November 11, 2011

Last Days

Exactly three weeks from today I will step on a plane bound for America; my year serving in South Sudan will be finished.  I have mixed feelings about this but every day I'm becoming more and more excited to go home.  To wit, some of the things I've missed about America, and a few that I'm not particularly looking forward to.


Yes, please:
- Family and friends.

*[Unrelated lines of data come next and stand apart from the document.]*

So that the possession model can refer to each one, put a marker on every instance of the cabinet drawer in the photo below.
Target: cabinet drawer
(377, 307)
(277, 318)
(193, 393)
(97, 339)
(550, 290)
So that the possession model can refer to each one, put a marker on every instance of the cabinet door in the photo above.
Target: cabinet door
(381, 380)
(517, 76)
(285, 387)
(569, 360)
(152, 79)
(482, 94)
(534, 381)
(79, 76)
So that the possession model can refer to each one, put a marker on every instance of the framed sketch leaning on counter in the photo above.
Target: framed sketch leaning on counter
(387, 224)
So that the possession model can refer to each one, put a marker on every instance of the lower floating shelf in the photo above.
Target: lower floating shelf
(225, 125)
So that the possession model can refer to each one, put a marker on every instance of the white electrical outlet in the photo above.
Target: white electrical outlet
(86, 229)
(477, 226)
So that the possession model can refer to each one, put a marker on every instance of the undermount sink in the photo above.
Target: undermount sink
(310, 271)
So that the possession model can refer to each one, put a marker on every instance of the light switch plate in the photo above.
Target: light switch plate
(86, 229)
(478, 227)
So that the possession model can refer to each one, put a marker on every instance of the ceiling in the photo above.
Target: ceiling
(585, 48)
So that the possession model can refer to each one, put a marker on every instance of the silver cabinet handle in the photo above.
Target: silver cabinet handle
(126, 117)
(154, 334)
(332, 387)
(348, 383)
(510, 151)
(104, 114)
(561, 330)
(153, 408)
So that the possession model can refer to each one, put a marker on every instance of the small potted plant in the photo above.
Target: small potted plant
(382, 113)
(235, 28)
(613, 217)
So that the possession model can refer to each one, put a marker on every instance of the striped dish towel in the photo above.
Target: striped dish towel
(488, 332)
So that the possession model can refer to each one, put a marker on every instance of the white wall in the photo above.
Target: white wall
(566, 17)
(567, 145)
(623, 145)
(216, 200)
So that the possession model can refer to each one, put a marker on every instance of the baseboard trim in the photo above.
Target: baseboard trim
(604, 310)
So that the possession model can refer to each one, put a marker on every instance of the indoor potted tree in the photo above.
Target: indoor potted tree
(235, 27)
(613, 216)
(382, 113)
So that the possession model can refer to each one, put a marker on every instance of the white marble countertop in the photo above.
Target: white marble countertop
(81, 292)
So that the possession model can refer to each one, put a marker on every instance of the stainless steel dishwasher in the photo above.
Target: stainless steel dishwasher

Duh.
- Cheese, specifically mozzarella
- Temperature-controlled buildings
- Being able to buy anything I want, any time I want (within reason, of course)
- Cheese, specifically cotswold
- Clothes washed by machine that don't constantly smell musty
- Paved roads
- Buying meat from the freezer section of the grocery, instead of a shack by the side the road where it's been sitting in the sun for 2 days
- Consistent, reliable internet service
- Cheese, specifically pecorino
- Postal / mailing / shipping services
- Fresh milk in my coffee
- Hot showers that last longer than seven minutes
- Good customer service
- Cheese, specifically brie
- A majority population that speaks my language
- Perfectly made things
- Wide-spread knowledge about hygeine and contagious diseases
- Garbage services
- Salad
- Have I mentioned dairy products?


No, thanks:
- the issue of parking, always
- always spending money, all the time, everywhere you go
- the bombardment of advertisements - buses, taxis, billboards, t.v., internet, at the grocery store, at stoplights where people wear costumes and toss signs in the air about discount mattresses
- the sexualization of everything
- traffic


See you soon...

October 19, 2011

Yes




He came on a Tuesday, one of two days during the week when a plane from Uganda flies north to drop off visitors and medicine and packages from distant continents.  I waited anxiously in a plastic chair under a small canopy of shade, watching goats walk carelessly across the dirt airstrip and listening to conversations in languages that have no meaning to me, and thinking, “what did I do to deserve this?”  This man, my man, who would spend a couple thousand dollars and hard-earned vacation time to come visit me here.  Who would choose, willingly and generously, to meet me at this place and step into my life in South Sudan. 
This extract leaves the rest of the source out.